Est-ce la raison pour laquelle vous avez sérieusement diminué la masse salariale cette saison ?
En partie oui, mais pas uniquement. Il y a aussi la crise économique qui a frappé le sport de plein fouet et nous a incités à la prudence. Nous avons volontairement limité le recrutement au profit de la formation. Pour que les jeunes soient prêtes dans deux ou trois ans.
Essence Carson va disputer son dernier match d'Euroligue sous le maillot tango, ce soir au Prado. En cas de qualification, pourquoi ne pas prolonger son contrat d'un mois ?
Nous y avons sérieusement pensé. Financièrement, c'était possible. Nous en avons longuement discuté avec Pierre Vincent mais c'était difficilement gérable au plan sportif et humain, au niveau du groupe aussi, avec le retour de blessure Ana Lelas. Il aurait fallu éliminer systématiquement une étrangère pour les matches de championnat et de Coupe de France. Donc la payer pour la laisser sur le banc... À moins d'en licencier une sous contrat, mais ce n'est pas le genre de la maison.

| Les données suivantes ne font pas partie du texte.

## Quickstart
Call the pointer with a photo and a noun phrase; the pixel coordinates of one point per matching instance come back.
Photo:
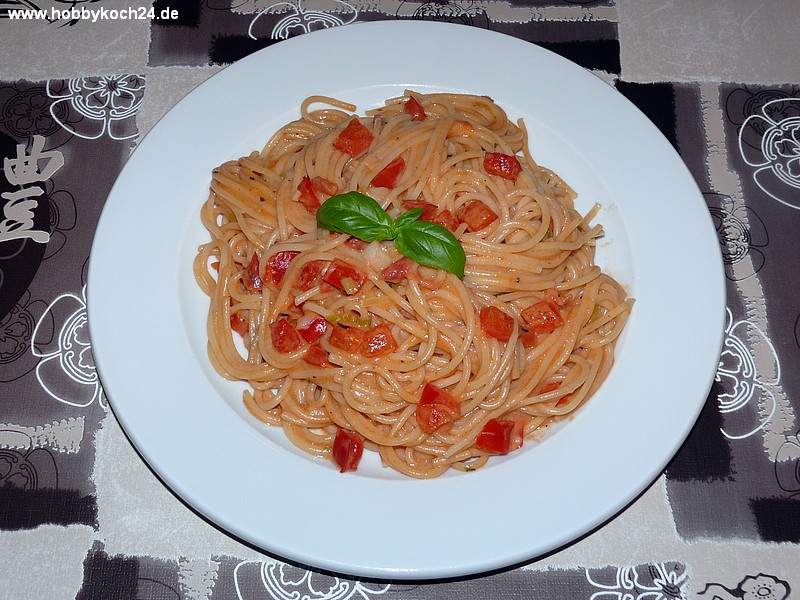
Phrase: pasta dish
(409, 282)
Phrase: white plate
(147, 316)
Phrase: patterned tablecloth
(81, 516)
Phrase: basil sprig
(423, 242)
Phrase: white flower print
(106, 104)
(66, 368)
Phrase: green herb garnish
(423, 242)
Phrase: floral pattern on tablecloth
(60, 156)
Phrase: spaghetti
(350, 344)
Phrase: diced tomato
(496, 323)
(378, 341)
(542, 317)
(476, 215)
(446, 219)
(277, 264)
(316, 356)
(347, 450)
(239, 323)
(506, 166)
(344, 276)
(284, 336)
(397, 271)
(501, 436)
(428, 209)
(309, 275)
(308, 197)
(353, 139)
(388, 176)
(252, 277)
(314, 329)
(436, 408)
(348, 339)
(414, 108)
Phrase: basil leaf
(431, 245)
(356, 214)
(407, 217)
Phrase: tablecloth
(81, 515)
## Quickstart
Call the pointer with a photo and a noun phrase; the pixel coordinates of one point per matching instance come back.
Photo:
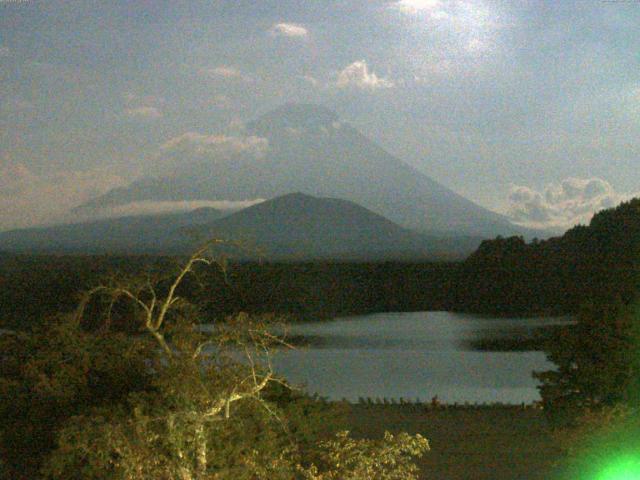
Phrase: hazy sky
(526, 107)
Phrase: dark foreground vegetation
(123, 387)
(505, 276)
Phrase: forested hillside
(599, 261)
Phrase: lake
(414, 355)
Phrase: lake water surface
(414, 355)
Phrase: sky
(529, 108)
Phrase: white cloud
(223, 71)
(289, 30)
(215, 148)
(28, 199)
(314, 82)
(144, 112)
(417, 6)
(155, 207)
(572, 202)
(357, 75)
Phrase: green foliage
(84, 398)
(600, 262)
(601, 444)
(54, 372)
(598, 362)
(390, 458)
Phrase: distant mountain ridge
(306, 148)
(292, 227)
(305, 227)
(148, 234)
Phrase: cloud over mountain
(217, 146)
(358, 75)
(288, 30)
(28, 199)
(572, 202)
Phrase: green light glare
(624, 468)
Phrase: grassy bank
(485, 443)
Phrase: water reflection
(414, 355)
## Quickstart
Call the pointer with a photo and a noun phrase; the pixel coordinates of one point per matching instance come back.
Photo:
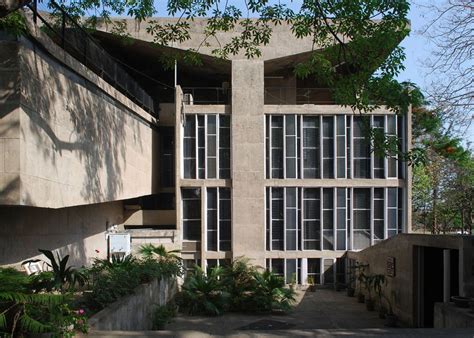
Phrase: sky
(417, 47)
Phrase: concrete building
(234, 158)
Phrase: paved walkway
(324, 313)
(323, 309)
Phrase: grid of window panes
(218, 219)
(191, 204)
(330, 146)
(331, 218)
(308, 270)
(206, 146)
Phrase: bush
(26, 310)
(111, 280)
(238, 287)
(163, 315)
(204, 293)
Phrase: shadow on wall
(74, 121)
(78, 232)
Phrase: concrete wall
(69, 138)
(134, 312)
(77, 231)
(248, 161)
(447, 315)
(402, 247)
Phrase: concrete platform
(324, 313)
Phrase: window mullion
(372, 145)
(284, 146)
(218, 174)
(270, 200)
(284, 219)
(321, 166)
(372, 195)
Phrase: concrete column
(446, 275)
(248, 161)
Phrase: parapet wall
(66, 136)
(134, 312)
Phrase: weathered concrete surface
(134, 312)
(447, 315)
(75, 231)
(66, 137)
(325, 313)
(402, 247)
(395, 333)
(248, 161)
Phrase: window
(328, 147)
(314, 269)
(218, 219)
(392, 158)
(191, 214)
(331, 218)
(392, 212)
(167, 156)
(341, 146)
(361, 149)
(341, 221)
(328, 274)
(361, 218)
(336, 146)
(208, 136)
(311, 154)
(311, 219)
(379, 161)
(328, 219)
(379, 214)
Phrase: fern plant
(23, 311)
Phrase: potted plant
(390, 317)
(310, 281)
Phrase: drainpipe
(446, 275)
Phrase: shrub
(111, 280)
(25, 311)
(163, 315)
(238, 287)
(204, 293)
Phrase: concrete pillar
(248, 161)
(446, 275)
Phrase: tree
(355, 42)
(451, 30)
(443, 182)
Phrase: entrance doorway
(430, 268)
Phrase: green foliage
(163, 315)
(14, 23)
(61, 277)
(204, 293)
(237, 287)
(24, 311)
(111, 280)
(443, 182)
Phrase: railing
(68, 34)
(206, 95)
(294, 95)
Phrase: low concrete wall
(135, 311)
(447, 315)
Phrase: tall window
(191, 214)
(361, 218)
(305, 146)
(206, 146)
(218, 219)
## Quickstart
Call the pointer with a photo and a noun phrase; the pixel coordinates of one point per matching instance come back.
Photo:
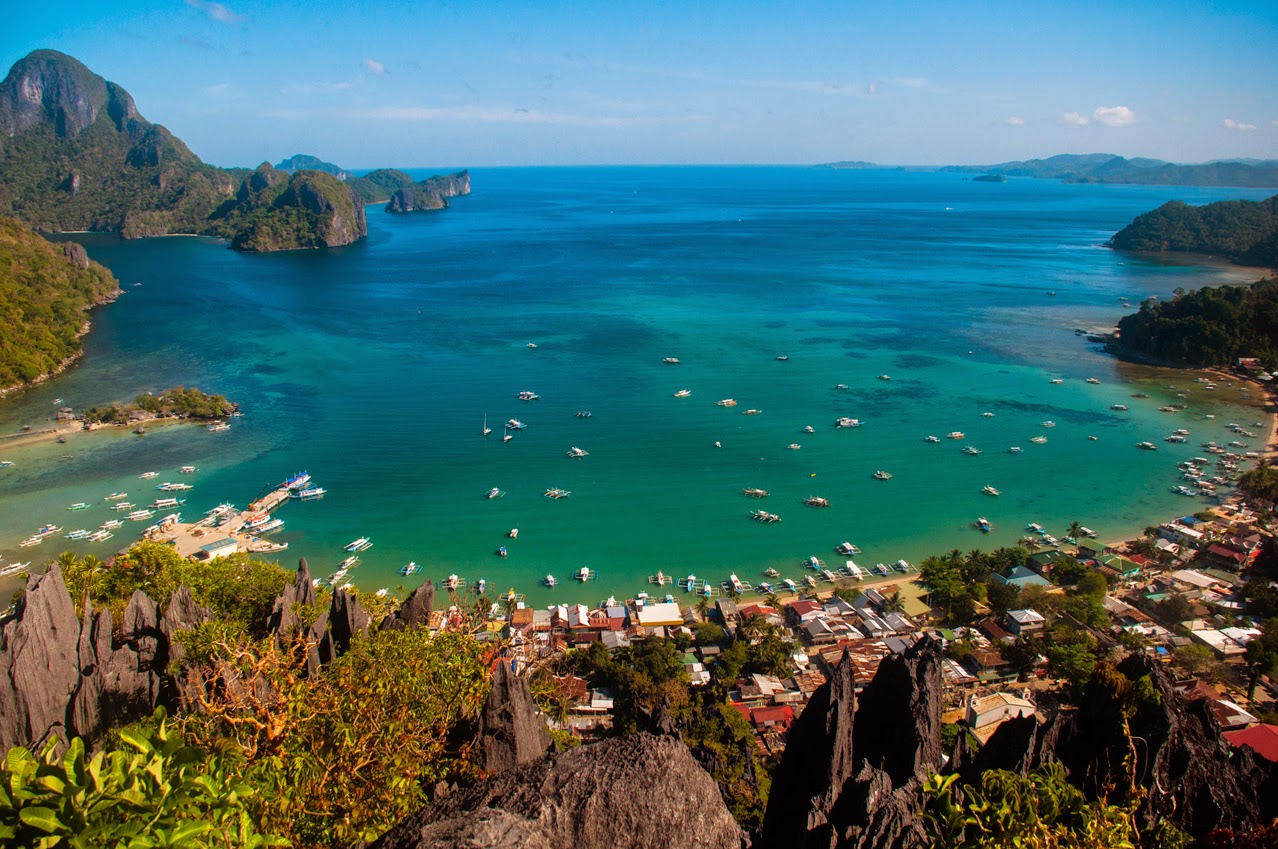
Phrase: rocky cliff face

Carson, vous allez la regretter ?
Oui car Pierre Vincent avait fait le bon choix. Elle s'est tout de suite fondue dans le collectif. C'est une joueuse intelligente, pas du tout dans l'esprit habituel des Américaines qui jouent pour elles. Elle sait prendre ses responsabilités et nous a beaucoup apporté pendant sa pige. On ne va pas la perdre de vue et qui sait ? On la reverra peut-être sous le maillot tango...
La saison prochaine ?
(énigmatique) On a plusieurs joueuses en fin de contrat (Manic, Lelas, Kaltsidou, Ndongue). On va leur faire des propositions. Mais on va prendre notre temps... Et si on a à nouveau besoin, ce que je ne souhaite pas, d'un joker médical, on pensera forcément à elle.